Rozpoznanie specyfiki naszego schorzenia to klucz do względnie komfortowego życia. Kontrola AZS polega bowiem głównie na unikaniu czynników zewnętrznych, które powodują u nas nadwrażliwość. Ostrą reakcję skórną mogą spowodować zarówno alergeny wziewne, kontaktowe, jak i pokarmowe. Objawy nasilają się też najczęściej w specyficznych okolicznościach. Atopikom szkodzi na przykład noszenie wełnianej odzieży, korzystanie z sauny, palenie papierosów, pocenie się, przegrzanie organizmu czy klimatyzacja. Zabójcze w przypadku skóry atopowej jest jednak przede wszystkim suche powietrze. Dramatycznie niska zdolność zatrzymywania wody, charakterystyczna dla skóry atopików, sprawia, że naskórek jest przesuszony, podrażniony i zaczerwieniony. Pojawiają się na nim krostki, „kaszki”, grudki, pęcherzyki, ropiejące ranki, nadżerki, liszaje, rumienie. Zadymione pomieszczenia, w których zalega suche powietrze, sprzyjają zaostrzeniu objawów AZS oraz pojawieniu się stanów zapalnych. Stan zapalny widoczny jest najpierw w zgięciach kolan i łokci, ale może zająć całą powierzchnię skóry (tzw. erytrodermia). Bardzo trudno go zwalczyć, dlatego zdecydowanie lepiej jest mu zapobiegać. Należy nie tylko unikać alergenów i niesprzyjających warunków środowiskowych, ale też zadbać o właściwą pielęgnację skóry. Mieszkanie atopika powinno być systematycznie nawilżane i wietrzone.
Kosmetyki pod lupą
Skóra z AZS potrzebuje silnego nawilżania i natłuszczania, co możemy jej zapewnić, stosując dobrej jakości emolienty, zawierające naturalne i sprawdzone składniki. Najbezpieczniej używać produktów przeznaczonych do skóry atopowej i wrażliwej. Wystrzegać należy się zaś parabenów, sztucznych konserwantów oraz silnych substancji zapachowych i barwiących.
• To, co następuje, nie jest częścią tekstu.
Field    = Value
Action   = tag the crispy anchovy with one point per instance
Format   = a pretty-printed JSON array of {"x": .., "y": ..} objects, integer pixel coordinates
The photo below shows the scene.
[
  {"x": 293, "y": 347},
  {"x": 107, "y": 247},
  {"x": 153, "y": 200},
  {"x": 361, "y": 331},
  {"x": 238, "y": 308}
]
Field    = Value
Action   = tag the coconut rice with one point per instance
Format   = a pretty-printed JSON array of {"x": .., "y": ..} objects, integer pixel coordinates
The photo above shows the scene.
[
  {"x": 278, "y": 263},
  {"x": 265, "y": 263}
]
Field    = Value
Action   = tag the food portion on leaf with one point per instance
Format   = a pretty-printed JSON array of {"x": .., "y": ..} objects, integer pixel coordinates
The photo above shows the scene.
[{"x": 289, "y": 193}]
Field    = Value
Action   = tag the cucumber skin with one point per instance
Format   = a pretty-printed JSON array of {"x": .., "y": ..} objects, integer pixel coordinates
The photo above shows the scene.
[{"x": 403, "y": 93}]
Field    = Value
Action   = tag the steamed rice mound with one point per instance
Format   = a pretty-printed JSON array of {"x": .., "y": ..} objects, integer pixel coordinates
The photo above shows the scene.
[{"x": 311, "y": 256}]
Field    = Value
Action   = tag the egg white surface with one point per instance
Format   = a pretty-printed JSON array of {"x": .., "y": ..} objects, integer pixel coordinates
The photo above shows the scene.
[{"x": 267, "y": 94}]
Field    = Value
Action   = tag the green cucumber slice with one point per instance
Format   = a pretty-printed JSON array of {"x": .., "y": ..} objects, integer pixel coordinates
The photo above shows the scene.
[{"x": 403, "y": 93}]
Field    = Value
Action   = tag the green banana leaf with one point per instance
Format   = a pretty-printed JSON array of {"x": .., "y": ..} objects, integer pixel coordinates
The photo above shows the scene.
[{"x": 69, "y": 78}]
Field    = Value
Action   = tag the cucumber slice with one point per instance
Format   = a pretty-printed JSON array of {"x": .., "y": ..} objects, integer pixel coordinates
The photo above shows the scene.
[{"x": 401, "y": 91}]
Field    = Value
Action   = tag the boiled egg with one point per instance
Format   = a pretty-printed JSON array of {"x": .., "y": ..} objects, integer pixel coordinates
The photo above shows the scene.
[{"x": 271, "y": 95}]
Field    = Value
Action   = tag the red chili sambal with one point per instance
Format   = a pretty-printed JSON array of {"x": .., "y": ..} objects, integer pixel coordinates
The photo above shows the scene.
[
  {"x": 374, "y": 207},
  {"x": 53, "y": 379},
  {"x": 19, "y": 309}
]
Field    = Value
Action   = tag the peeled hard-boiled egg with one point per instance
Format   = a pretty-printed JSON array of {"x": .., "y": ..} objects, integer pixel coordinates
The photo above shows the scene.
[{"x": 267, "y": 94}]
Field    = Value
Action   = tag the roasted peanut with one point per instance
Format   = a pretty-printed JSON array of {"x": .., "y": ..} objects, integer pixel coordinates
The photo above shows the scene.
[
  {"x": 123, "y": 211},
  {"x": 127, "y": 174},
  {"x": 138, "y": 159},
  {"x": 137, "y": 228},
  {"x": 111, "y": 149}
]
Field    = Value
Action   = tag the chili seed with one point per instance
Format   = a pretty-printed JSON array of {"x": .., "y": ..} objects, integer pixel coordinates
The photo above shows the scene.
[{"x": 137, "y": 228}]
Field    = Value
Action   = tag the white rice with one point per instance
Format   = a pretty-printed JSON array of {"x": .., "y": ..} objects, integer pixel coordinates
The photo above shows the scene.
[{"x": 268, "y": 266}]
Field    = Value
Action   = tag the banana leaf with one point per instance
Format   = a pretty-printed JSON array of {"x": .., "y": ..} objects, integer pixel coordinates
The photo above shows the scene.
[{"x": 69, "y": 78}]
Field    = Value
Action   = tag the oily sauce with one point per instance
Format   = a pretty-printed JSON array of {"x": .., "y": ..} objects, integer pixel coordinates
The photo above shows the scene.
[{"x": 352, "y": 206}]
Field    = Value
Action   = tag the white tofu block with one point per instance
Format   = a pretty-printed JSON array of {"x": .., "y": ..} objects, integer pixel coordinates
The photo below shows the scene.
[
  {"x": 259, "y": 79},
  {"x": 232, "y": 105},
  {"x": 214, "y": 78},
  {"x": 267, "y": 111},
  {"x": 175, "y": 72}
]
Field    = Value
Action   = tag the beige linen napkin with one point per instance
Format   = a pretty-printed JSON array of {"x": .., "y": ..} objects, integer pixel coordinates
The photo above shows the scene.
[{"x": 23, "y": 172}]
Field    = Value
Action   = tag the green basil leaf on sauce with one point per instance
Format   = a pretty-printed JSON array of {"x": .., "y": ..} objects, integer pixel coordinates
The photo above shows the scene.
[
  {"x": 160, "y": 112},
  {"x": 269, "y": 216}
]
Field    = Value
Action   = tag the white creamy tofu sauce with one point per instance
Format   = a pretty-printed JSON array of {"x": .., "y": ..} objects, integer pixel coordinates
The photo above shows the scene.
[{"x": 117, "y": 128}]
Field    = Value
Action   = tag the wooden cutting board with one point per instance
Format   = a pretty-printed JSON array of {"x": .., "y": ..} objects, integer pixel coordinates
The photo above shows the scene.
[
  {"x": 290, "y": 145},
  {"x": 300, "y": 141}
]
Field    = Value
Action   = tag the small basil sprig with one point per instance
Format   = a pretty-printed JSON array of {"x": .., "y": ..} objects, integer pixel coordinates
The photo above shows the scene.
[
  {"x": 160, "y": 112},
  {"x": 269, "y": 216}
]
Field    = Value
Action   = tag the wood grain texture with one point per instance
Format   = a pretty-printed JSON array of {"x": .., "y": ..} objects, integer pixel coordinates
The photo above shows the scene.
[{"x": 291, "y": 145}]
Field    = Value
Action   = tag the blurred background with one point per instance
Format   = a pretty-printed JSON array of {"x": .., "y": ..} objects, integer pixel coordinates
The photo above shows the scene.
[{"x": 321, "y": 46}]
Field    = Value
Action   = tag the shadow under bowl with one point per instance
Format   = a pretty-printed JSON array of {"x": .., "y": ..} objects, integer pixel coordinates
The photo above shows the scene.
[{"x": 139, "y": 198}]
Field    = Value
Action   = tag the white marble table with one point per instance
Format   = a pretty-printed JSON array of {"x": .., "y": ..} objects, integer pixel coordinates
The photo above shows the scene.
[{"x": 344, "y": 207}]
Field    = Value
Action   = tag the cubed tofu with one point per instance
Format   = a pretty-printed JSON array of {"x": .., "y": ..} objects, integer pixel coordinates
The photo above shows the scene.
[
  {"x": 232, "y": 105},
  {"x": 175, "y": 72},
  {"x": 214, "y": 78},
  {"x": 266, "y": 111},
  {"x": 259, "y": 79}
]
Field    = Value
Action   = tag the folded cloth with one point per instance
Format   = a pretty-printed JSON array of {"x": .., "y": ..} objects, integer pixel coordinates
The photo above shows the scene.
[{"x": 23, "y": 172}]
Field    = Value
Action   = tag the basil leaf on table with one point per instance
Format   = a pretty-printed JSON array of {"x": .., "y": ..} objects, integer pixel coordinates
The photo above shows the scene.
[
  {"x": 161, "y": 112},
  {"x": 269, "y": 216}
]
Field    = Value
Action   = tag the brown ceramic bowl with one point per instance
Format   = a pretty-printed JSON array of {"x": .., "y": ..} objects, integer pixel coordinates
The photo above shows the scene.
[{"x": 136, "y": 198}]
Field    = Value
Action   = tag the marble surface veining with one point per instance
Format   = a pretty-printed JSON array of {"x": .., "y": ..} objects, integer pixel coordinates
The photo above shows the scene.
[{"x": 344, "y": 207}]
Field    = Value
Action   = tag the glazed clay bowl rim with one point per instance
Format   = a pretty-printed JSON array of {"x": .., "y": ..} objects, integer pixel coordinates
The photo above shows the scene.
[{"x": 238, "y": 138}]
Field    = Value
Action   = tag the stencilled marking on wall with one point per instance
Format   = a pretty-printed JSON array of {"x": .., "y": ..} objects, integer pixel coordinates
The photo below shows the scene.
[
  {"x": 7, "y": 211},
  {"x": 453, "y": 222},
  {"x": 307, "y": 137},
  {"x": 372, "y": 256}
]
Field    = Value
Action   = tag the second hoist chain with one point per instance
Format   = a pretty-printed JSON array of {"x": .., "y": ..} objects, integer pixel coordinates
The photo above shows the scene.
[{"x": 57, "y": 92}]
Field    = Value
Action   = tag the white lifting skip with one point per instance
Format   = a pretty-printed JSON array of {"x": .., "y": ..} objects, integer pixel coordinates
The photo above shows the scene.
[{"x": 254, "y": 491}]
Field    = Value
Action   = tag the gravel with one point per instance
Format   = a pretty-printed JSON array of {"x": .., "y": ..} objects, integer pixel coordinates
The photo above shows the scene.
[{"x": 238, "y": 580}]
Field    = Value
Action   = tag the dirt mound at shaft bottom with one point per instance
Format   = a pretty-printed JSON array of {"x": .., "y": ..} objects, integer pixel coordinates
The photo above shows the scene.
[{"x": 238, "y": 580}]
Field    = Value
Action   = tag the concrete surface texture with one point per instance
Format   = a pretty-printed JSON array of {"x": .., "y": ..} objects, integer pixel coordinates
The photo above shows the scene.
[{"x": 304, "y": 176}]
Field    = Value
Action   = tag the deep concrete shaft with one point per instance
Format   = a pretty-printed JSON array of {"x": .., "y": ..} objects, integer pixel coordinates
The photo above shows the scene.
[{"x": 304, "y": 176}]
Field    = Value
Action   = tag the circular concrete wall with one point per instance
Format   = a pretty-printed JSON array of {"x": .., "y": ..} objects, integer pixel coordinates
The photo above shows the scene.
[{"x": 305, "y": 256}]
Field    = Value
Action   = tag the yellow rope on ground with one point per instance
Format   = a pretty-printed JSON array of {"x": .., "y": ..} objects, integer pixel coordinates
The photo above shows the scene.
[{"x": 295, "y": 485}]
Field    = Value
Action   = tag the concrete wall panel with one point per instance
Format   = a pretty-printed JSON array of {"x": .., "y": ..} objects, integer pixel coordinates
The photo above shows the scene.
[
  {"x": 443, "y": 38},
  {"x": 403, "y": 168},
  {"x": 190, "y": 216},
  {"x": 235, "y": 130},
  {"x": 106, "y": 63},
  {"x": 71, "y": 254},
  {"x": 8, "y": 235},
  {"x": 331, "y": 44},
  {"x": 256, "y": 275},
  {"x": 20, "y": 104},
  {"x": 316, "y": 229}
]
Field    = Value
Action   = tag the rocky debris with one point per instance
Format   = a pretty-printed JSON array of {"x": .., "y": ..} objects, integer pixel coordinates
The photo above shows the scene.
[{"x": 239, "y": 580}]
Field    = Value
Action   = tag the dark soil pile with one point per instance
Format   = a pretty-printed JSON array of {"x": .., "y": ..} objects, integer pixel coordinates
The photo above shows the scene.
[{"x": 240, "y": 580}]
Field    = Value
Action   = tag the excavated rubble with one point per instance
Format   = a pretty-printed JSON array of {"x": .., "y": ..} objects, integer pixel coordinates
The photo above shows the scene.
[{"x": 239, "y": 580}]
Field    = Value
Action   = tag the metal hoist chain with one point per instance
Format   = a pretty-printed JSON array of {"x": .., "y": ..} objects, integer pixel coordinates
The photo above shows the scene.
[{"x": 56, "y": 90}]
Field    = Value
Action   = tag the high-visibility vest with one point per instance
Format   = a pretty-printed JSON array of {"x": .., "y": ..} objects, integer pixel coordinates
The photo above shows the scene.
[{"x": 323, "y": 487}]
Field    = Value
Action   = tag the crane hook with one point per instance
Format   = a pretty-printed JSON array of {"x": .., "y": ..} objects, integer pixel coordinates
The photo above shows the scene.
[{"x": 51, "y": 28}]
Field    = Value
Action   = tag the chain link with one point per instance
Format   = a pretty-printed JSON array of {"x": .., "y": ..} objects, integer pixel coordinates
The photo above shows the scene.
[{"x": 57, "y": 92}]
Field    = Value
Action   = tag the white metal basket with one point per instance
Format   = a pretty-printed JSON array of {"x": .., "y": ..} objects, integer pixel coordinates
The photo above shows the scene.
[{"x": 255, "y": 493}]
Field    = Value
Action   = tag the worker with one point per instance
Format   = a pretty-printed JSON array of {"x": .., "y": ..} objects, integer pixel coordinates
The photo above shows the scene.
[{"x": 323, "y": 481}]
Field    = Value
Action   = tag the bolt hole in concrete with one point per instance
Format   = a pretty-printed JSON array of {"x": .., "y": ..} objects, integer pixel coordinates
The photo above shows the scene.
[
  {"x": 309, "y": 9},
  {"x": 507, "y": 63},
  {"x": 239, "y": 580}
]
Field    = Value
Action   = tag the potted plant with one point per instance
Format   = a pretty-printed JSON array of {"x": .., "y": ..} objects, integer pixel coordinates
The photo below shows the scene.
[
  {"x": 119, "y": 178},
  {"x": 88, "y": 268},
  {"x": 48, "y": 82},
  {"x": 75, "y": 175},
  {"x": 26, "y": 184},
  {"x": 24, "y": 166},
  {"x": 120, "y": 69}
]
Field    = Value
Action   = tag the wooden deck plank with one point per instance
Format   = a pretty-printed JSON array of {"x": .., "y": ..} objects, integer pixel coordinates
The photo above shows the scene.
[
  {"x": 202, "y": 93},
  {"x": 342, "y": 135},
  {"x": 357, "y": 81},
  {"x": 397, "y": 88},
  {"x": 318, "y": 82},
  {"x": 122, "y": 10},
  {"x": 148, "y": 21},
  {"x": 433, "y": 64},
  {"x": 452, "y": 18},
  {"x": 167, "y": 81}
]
Emolienty musimy stosować po każdej kąpieli, prysznicu czy wizycie na basenie. Nie możemy narazić skóry na jeszcze większą utratę wilgoci. W dodatku w sytuacjach wymienionych powyżej powinniśmy działać szybko – po delikatnym osuszeniu ciała ręcznikiem emolient najlepiej rozprowadzić na skórze od razu.